Gedung Putih memperingatkan lonjakan virus Januari, mengatakan penguat melindungi terhadap varian Omicron

Kasus varian Omicron dari virus corona diperkirakan akan meningkat bulan depan setelah keluarga berkumpul untuk liburan, pejabat Gedung Putih mengatakan Rabu, mengutip data baru yang menunjukkan varian itu sangat menular tetapi dapat ditumpulkan oleh suntikan penguat vaksin.

Sementara Omicron bertanggung jawab atas hanya 3% dari semua kasus COVID-19 di seluruh negeri — mayoritas disebabkan oleh varian Delta — pejabat kesehatan memperkirakan pangsa infeksinya akan meningkat dalam beberapa minggu mendatang, kata Dr. Rochelle Walensky, direktur Centers. untuk Pengendalian dan Pencegahan Penyakit.

Itu karena statistik terbaru menunjukkan bahwa kasus Omicron berlipat ganda setiap dua hari, kata Walensky selama pengarahan Gedung Putih untuk wartawan tentang COVID-19.

Walensky memohon orang Amerika yang memenuhi syarat untuk mendapatkan vaksinasi dan suntikan booster.

“Vaksinasi, peningkatan, dan penutupan sangat penting bagi mereka yang paling rentan,” katanya.

Dr Anthony Fauci, direktur Institut Nasional Alergi dan Penyakit Menular, menyoroti data yang menunjukkan vaksin dua dosis tidak seefektif melawan Omicron dibandingkan dengan varian sebelumnya.

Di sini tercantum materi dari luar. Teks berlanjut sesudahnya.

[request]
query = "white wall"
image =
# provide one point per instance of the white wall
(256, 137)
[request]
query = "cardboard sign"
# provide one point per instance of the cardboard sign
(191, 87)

Tapi, katanya, tembakan booster bertahan dengan baik terhadap varian dan bahwa para ilmuwan tidak perlu membuat booster khusus Omicron dulu.

“Pesannya tetap jelas,” kata Fauci, yang juga menjabat sebagai kepala penasihat medis Gedung Putih. “Jika Anda tidak divaksinasi, dapatkan vaksinasi, dan khususnya di arena Omicron, jika Anda sepenuhnya divaksinasi, dapatkan dorongan.”

Amerika Serikat saat ini rata-rata memiliki 117.900 kasus virus corona baru setiap hari, dan negara itu minggu ini mencatat kematian ke-800.000 dari COVID-19, kata pejabat Gedung Putih.

Tujuh puluh dua persen dari semua orang Amerika telah menerima setidaknya satu suntikan sementara hanya 61% yang divaksinasi penuh, menurut statistik federal. Hanya 27% orang Amerika yang divaksinasi lengkap telah menerima suntikan booster.